Should I do a cash out refinance on first rental property

Derek Back
  • Plymouth, MA
Posted

I am new to the investment property game and just purchased a condo using a home equity loan (HELOC) off my personal house. The HELOC is for $80k and I purchased the condo for $75. The loan is interest only payback at 4.99% for 10 years. After all expenses are paid I have been putting all the cash flow which is about $650 a month back into the loan. I have had the rental for 6 months now charging $1400 a month. Doing this the loan will be paid off in about 8 years. I want to buy another property but have most of my money tied up in the condo. In order to get the cash back I would need to refinance into a mortgage to pay my HELOC. But a 15 year mortgage would be at 5.5% with a payment of $1150 a month (including taxes, condo fees) only leaving about $100-150 cash flow after I account for vacancy, insurance, and repairs.

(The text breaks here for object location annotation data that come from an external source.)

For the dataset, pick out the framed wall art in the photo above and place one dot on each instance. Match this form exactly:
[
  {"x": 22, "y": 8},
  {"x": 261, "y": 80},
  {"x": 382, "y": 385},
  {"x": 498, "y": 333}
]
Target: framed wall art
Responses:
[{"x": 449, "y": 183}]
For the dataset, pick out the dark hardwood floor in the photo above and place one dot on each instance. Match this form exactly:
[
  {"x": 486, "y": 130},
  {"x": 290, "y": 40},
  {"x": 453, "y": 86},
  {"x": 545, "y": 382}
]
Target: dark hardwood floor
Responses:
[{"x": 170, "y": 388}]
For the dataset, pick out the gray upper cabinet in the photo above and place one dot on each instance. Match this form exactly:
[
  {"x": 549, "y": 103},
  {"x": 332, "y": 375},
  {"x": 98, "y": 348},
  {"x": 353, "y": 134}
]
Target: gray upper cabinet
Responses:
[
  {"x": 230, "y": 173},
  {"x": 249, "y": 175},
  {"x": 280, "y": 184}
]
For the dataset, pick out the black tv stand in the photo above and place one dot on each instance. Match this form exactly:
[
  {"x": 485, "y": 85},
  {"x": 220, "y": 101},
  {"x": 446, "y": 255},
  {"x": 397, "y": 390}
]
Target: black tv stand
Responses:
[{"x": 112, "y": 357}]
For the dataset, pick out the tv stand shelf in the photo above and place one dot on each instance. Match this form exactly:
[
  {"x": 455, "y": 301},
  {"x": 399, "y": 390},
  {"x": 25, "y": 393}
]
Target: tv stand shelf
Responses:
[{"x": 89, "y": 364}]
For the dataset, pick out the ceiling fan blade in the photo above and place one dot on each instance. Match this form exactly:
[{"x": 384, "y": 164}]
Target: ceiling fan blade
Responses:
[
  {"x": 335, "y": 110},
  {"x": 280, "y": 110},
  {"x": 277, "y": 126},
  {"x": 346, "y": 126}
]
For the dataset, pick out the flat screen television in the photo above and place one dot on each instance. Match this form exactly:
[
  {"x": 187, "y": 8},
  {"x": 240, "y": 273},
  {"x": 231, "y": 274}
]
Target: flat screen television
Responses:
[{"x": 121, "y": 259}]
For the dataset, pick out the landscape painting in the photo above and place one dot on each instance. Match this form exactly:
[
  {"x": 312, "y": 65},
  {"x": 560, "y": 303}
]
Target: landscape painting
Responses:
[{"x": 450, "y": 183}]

I could also opt for a 30 year mortgage at 5.75% which would be a $950 payment allowing for about $350 cash flow a month after adjustments. I would just be paying a ton in interest over that amount of time so it doesn't seem worth it. I'm just looking for some advice whether I should just keep it in the low interest HELOC and spend another year or more saving money for a down payment on an additional property (my plan was to purchase 2 in 2019). If I bite the bullet and get a mortgage I feel like I will be turning a very good rental into a mediocer one at best. Any thoughts? I know it's complicated hope it's something someone has experience with.